EL EMPRENDEDOR E INVESTIGADOR STEVE KIRSCH CONCLUYE QUE SOLO EN USA HAN MUERTO YA 150.000 PERSONAS A CAUSA DE LA VACUNA COVID (enlace al PDF del estudio realizado para obtener estas conclusiones), Y VUELVE A APOSTAR UN MILLÓN DE DÓLARES ANTE NOTARIO A CUALQUIER ACADÉMICO O INSTITUCIÓN QUE DEMUESTRE QUE SU ANÁLISIS NO ES CORRECTO.
  1. Mathew Crawford publicó dos análisis que, en conjunto, muestran aproximadamente un exceso de 411 muertes por cada millón de dosis de las vacunas basadas en genes (ARNm y ADN): Estimating Vaccine-Induced Mortality, Part I y Estimating Vaccine-Induced Mortality, Part II: Isolating the Variable.
  2. La Parte A cree que estos análisis son correctos y está dispuesta a ofrecer 1 millón de dólares a cualquier investigador académico calificado en cualquier parte del mundo que pueda demostrar que el análisis es erróneo y producir un análisis correcto y publicarlo en una revista revisada por pares.
  3. La Parte B ha de trabajar en una universidad en cualquier parte del mundo como profesor, estudiante o científico y figura como autor en al menos 1 artículo publicado en cualquier revista médica con un factor de impacto de 2 o más en los últimos 12 meses.
  4. La Parte A acuerda donar $ 1 millón de dólares a la institución de investigación de la Parte B cuyo uso se indica por la Parte B de manera irrestricta y sin gastos generales devengados por la universidad.
  5. Para obtener los $ 1M, la Parte B debe ser el primer investigador en publicar un artículo que muestre alguno de estos dos hechos:
a) Que la muerte por vacuna no haya sido la causa más probable de todas las muertes en exceso, pero que haya habido otra causa que explique el aumento en el exceso de muertes después de implementación de la vacunación en los 23 países incluidos en el documento.
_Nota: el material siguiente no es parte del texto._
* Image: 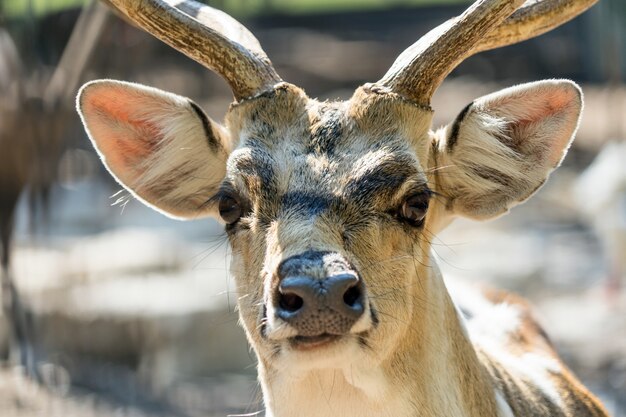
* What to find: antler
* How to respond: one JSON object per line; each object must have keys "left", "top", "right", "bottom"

{"left": 105, "top": 0, "right": 282, "bottom": 101}
{"left": 376, "top": 0, "right": 598, "bottom": 106}
{"left": 475, "top": 0, "right": 599, "bottom": 53}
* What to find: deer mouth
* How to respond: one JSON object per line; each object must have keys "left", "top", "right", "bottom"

{"left": 289, "top": 333, "right": 341, "bottom": 350}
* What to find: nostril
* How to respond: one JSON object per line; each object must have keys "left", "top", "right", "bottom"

{"left": 343, "top": 284, "right": 362, "bottom": 308}
{"left": 279, "top": 292, "right": 304, "bottom": 312}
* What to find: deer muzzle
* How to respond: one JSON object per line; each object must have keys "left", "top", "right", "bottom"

{"left": 271, "top": 251, "right": 368, "bottom": 341}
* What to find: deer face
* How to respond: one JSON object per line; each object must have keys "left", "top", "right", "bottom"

{"left": 221, "top": 85, "right": 436, "bottom": 371}
{"left": 77, "top": 80, "right": 436, "bottom": 369}
{"left": 77, "top": 0, "right": 603, "bottom": 414}
{"left": 78, "top": 74, "right": 581, "bottom": 375}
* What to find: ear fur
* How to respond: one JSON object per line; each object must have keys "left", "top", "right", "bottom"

{"left": 433, "top": 79, "right": 582, "bottom": 220}
{"left": 77, "top": 80, "right": 230, "bottom": 219}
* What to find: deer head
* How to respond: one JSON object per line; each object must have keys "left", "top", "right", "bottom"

{"left": 77, "top": 1, "right": 605, "bottom": 416}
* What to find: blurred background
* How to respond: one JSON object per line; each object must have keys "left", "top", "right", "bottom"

{"left": 0, "top": 0, "right": 625, "bottom": 416}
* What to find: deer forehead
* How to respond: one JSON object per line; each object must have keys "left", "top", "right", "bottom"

{"left": 223, "top": 84, "right": 435, "bottom": 205}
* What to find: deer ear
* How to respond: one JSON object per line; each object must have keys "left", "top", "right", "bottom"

{"left": 433, "top": 80, "right": 582, "bottom": 220}
{"left": 77, "top": 80, "right": 230, "bottom": 219}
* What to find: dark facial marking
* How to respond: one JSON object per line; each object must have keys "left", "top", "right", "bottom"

{"left": 447, "top": 101, "right": 474, "bottom": 153}
{"left": 189, "top": 100, "right": 222, "bottom": 153}
{"left": 280, "top": 191, "right": 334, "bottom": 217}
{"left": 358, "top": 335, "right": 371, "bottom": 350}
{"left": 468, "top": 165, "right": 516, "bottom": 188}
{"left": 149, "top": 165, "right": 201, "bottom": 197}
{"left": 344, "top": 156, "right": 420, "bottom": 202}
{"left": 308, "top": 107, "right": 343, "bottom": 155}
{"left": 370, "top": 304, "right": 380, "bottom": 327}
{"left": 234, "top": 142, "right": 276, "bottom": 197}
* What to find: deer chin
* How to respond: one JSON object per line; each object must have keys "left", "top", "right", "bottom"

{"left": 276, "top": 332, "right": 371, "bottom": 373}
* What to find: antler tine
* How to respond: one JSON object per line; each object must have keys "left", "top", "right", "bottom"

{"left": 474, "top": 0, "right": 599, "bottom": 54}
{"left": 376, "top": 0, "right": 525, "bottom": 106}
{"left": 376, "top": 0, "right": 598, "bottom": 107}
{"left": 105, "top": 0, "right": 282, "bottom": 101}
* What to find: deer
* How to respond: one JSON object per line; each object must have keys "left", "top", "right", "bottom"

{"left": 76, "top": 0, "right": 610, "bottom": 416}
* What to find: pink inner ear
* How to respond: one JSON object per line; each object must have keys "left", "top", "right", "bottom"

{"left": 488, "top": 83, "right": 581, "bottom": 167}
{"left": 83, "top": 88, "right": 163, "bottom": 183}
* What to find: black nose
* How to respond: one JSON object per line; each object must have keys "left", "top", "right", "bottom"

{"left": 275, "top": 272, "right": 365, "bottom": 336}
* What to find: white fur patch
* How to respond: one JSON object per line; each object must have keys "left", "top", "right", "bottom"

{"left": 478, "top": 332, "right": 563, "bottom": 409}
{"left": 446, "top": 278, "right": 521, "bottom": 344}
{"left": 448, "top": 277, "right": 563, "bottom": 409}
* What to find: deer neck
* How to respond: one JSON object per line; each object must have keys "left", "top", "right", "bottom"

{"left": 257, "top": 261, "right": 498, "bottom": 417}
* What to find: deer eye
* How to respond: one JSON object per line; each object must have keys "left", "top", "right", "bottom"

{"left": 399, "top": 191, "right": 430, "bottom": 226}
{"left": 218, "top": 194, "right": 244, "bottom": 224}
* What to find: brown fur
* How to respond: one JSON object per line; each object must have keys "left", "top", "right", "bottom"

{"left": 77, "top": 2, "right": 608, "bottom": 412}
{"left": 479, "top": 288, "right": 609, "bottom": 417}
{"left": 78, "top": 78, "right": 609, "bottom": 416}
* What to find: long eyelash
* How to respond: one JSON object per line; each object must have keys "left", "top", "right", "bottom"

{"left": 200, "top": 182, "right": 237, "bottom": 209}
{"left": 404, "top": 183, "right": 435, "bottom": 200}
{"left": 200, "top": 193, "right": 221, "bottom": 209}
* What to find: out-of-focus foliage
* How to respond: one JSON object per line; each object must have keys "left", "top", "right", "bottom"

{"left": 1, "top": 0, "right": 471, "bottom": 19}
{"left": 1, "top": 0, "right": 87, "bottom": 19}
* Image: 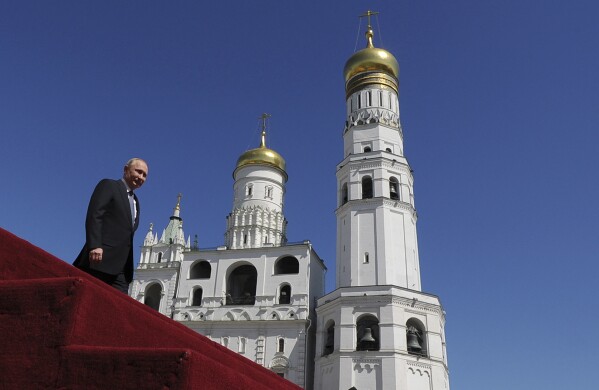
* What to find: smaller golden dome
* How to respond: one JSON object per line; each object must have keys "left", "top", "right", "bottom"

{"left": 343, "top": 26, "right": 399, "bottom": 82}
{"left": 235, "top": 130, "right": 287, "bottom": 180}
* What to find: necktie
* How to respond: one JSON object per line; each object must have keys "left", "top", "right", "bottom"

{"left": 128, "top": 191, "right": 135, "bottom": 226}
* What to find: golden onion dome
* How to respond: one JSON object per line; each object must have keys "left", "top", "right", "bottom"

{"left": 235, "top": 130, "right": 287, "bottom": 181}
{"left": 343, "top": 26, "right": 399, "bottom": 82}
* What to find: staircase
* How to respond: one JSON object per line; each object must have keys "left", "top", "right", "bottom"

{"left": 0, "top": 228, "right": 301, "bottom": 389}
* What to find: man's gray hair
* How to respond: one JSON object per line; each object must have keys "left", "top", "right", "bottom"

{"left": 125, "top": 158, "right": 146, "bottom": 167}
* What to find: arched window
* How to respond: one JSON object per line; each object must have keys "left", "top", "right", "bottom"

{"left": 362, "top": 176, "right": 373, "bottom": 199}
{"left": 363, "top": 146, "right": 372, "bottom": 153}
{"left": 341, "top": 183, "right": 349, "bottom": 205}
{"left": 226, "top": 264, "right": 257, "bottom": 305}
{"left": 386, "top": 147, "right": 392, "bottom": 153}
{"left": 157, "top": 252, "right": 162, "bottom": 263}
{"left": 144, "top": 283, "right": 162, "bottom": 311}
{"left": 356, "top": 314, "right": 380, "bottom": 351}
{"left": 192, "top": 288, "right": 203, "bottom": 306}
{"left": 190, "top": 261, "right": 211, "bottom": 279}
{"left": 274, "top": 256, "right": 299, "bottom": 274}
{"left": 389, "top": 177, "right": 400, "bottom": 200}
{"left": 278, "top": 338, "right": 285, "bottom": 353}
{"left": 406, "top": 318, "right": 428, "bottom": 356}
{"left": 279, "top": 284, "right": 291, "bottom": 304}
{"left": 323, "top": 320, "right": 335, "bottom": 356}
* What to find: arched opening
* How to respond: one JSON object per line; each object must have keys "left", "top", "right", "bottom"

{"left": 157, "top": 252, "right": 162, "bottom": 263}
{"left": 239, "top": 337, "right": 247, "bottom": 353}
{"left": 364, "top": 146, "right": 372, "bottom": 153}
{"left": 362, "top": 176, "right": 373, "bottom": 199}
{"left": 406, "top": 318, "right": 428, "bottom": 356}
{"left": 226, "top": 264, "right": 257, "bottom": 305}
{"left": 278, "top": 338, "right": 285, "bottom": 353}
{"left": 356, "top": 314, "right": 380, "bottom": 351}
{"left": 144, "top": 283, "right": 162, "bottom": 311}
{"left": 190, "top": 261, "right": 211, "bottom": 279}
{"left": 279, "top": 284, "right": 291, "bottom": 304}
{"left": 323, "top": 320, "right": 335, "bottom": 356}
{"left": 192, "top": 288, "right": 203, "bottom": 306}
{"left": 389, "top": 177, "right": 400, "bottom": 200}
{"left": 274, "top": 256, "right": 299, "bottom": 275}
{"left": 341, "top": 183, "right": 349, "bottom": 205}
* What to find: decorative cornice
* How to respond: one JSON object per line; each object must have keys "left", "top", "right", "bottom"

{"left": 229, "top": 205, "right": 284, "bottom": 215}
{"left": 406, "top": 361, "right": 432, "bottom": 371}
{"left": 335, "top": 197, "right": 417, "bottom": 219}
{"left": 345, "top": 108, "right": 400, "bottom": 132}
{"left": 345, "top": 158, "right": 411, "bottom": 172}
{"left": 319, "top": 293, "right": 444, "bottom": 318}
{"left": 137, "top": 262, "right": 180, "bottom": 270}
{"left": 352, "top": 358, "right": 381, "bottom": 365}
La otra causa debe ser identificada y debe demostrarse que la causa fue más probable que la toxicidad por la vacuna.

b) Que hubo un error (cálculo o mala suposición) que incremente o disminuya el número de fallecidos por millón de dosis por un factor de 4 o más, es decir, muestra al mundo las muertes correctas por millón de dosis.
  1. Una vez que esta hoja de términos sea firmada por ambas partes, ambas partes entrarán en buena fe negociaciones para desarrollar un acuerdo formal definitivo que incorpore estos términos. Cada parte responderá con prontitud a los cambios del otro lado.
  2. El investigador debe redactar el análisis corregido y publicarlo con los nombres de todas las personas que trabajaron en la investigación. Tan pronto como el artículo se publique en una revista médica revisada por pares con un factor de impacto >= 2 y sobreviva durante 60 días sin retractación o retiro, el $1M se pagará a la institución del investigador designado para uso exclusivo por ese investigador (o como el investigador designe).
  3. Esta oferta vence el 31 de octubre de 2021.
 

Los médicos escoceses desconcertados ante un preocupante aumento de los infartos, ¿desconcertados o disimulando?​

En un nuevo capítulo de ese interminable libro titulado “te toman por imbécil” hoy nos encontramos con una publicación del diario británico ‘The Times‘ tremendamente revelador. Y es que nos cuentan que los médicos en Escocia están muy “desconcertados” por un importante aumento de los infartos en las últimas fechas.

Y es que, parece ser, que a lo largo del verano el número de personas que han acudido a los hospitales sufriendo un infarto ha aumentado el 25%.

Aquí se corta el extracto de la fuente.